Wright turns werewolf on Aggies

The defensive ends had a big night for Arkansas in a 47-19 victory over Texas A&M. Tenerius Wright turned werewolf for the Hogs.

ARLINGTON, Texas - Bobby Petrino told us the night he was hired how you play defense: Hit the quarterback.

That's what Arkansas did Saturday night to Texas A&M quarterback Jerrod Johnson. They didn't always get the 6-5, 243-pounder to the ground, but they hit him, hit him and hit him again. It was the difference in Arkansas' 47-19 victory at Dallas Cowboys Stadium.

The Arkansas defensive ends did the most hitting. Tenarius "Tank" Wright knocked the ball loose from Johnson twice -- early and late -- to earn a new nickname.

"He's a werewolf," Arkansas defensive coordinator Willy Robinson said. "He's a great addition to that position. I'm glad we've got him at end.'

That new nickname is better than Tank. Isn't a werewolf supposed to rip out your heart? That's what Wright did to the Aggies.

It was Wright's sack of Johnson that led to a fumble and Jerry Franklin's scoop for an 85-yard return. It gave the Hogs a 21-10 lead with 6:25 left in the second quarter. Wright's post-game reference to his key sack goes with Robinson's new nickname.

"I saw him scramble and I wasn't going to take no for an answer," he said, "and I went in for the stab."

It produced the big play the Hogs had been missing on defense.

"We got pressure on the quarterback," said Petrino on the night he got the first blowout victory over a BCS opponent in his Arkansas tenure as head coach. "We were able to hit the quarterback and stop the run."

Defensive end Jake Bequette hit the QB plenty, too, although some just led to Johnson's incomplete throws out of bounds to avoid sacks. Bequette toyed with true freshman offensive tackle Stephen Barrera.

"He'll be improved in time," Bequette said. "But this is a game where we really took advantage of him. We used our speed and power off the edge to get past him.

"Coach Robinson's game plan put it on us to get to the quarterback. He cut us loose to get him. We got after him tonight."

Robinson said, "Tonight, it was about matchups we got with their offensive line. We were doing some things playing this game up front or that game, but after the feedback I got from our players on the sideline early in the game, we quit the games and just went after him. That was all we needed to do."

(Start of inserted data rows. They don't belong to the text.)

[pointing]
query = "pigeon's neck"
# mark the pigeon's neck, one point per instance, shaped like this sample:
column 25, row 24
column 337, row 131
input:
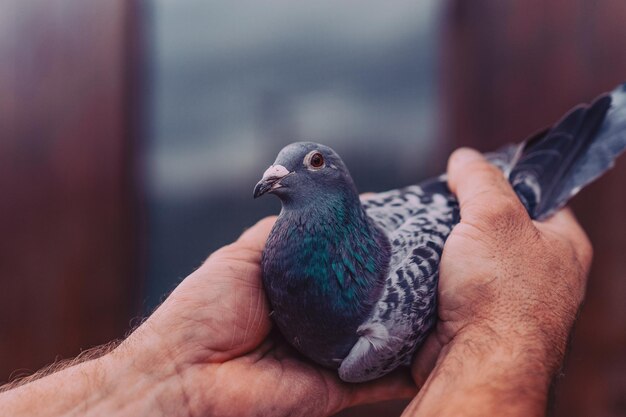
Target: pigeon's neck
column 338, row 254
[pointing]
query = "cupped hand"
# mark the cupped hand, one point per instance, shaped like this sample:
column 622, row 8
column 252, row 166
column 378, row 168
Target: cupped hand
column 213, row 336
column 504, row 278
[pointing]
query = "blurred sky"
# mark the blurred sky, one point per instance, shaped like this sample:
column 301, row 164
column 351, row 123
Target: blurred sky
column 231, row 83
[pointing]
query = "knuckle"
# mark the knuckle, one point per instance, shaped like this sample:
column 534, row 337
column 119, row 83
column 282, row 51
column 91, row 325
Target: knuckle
column 505, row 214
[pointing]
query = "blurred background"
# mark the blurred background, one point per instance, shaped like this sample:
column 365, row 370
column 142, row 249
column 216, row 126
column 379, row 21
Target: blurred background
column 132, row 133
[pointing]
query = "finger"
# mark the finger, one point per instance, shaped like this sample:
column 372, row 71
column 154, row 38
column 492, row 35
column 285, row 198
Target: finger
column 396, row 385
column 564, row 223
column 480, row 187
column 249, row 246
column 425, row 359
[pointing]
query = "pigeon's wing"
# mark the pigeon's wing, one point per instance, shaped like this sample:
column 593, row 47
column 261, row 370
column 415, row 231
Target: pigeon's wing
column 417, row 219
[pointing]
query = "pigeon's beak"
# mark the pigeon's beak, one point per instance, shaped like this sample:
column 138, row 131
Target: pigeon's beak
column 271, row 180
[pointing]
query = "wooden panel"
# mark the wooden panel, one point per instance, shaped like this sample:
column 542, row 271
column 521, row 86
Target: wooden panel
column 67, row 235
column 512, row 67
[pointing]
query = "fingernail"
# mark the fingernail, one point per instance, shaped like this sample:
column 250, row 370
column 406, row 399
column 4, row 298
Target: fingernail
column 466, row 155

At the start, it was A&M defensive end Von Miller playing games with the Arkansas line. He hit UA quarterback Ryan Mallett twice, forcing an interception. When the Hogs accounted for Miller, things turned for their offense.

"We just had to do a better job up front, slide our protections and be more aware of where he lined up," said Paul Petrino, offensive coordinator. "We just had to make sure to find him. We had to chip some (with the backs), get some help. We did that."

And, they figured out quickly that A&M's linebackes and safeties were going to "ignore" the backs on releases.

"On one of the early passes to Joe Adams, we saw they didn't cover the back," Petrino said. "They just weren't covering them."

Mallett found his backs for three touchdown passes, including a 21-yarder to Michael Smith that extended the lead to 37-13 late in the third quarter.

"That was the wheel route," Paul Petrino said. "A lot of times, you send the back on the wheel route to clear out. We had hit Joe Adams on the underneath route and this time the safety and the linebacker both stayed on Joe and turned Smith loose."

Bobby Petrino said, "You always want to peak at the wheel and it's a little easier to peak when your quarterback is 6-foot-7."

Mallett seemed to steady himself after the second series, perhaps after Adams took a deep throw for extra yards on a 67-yard play to open the third series.

"The first thing Ryan did was practice well this week," Petrino said. "He is a tremendous competitor. It hurts to lose, but I'm proud of the way he reacted and came back."

What did Mallett think his coach meant?

"I didn't show very good leadership last week against Alabama," Mallett said. "I wasn't going to let that happen and I won't let that happen the rest of this year."

That's a nice promise, but the best thing that can happen for the Hogs is if the defense keeps hitting the other team's quarterback.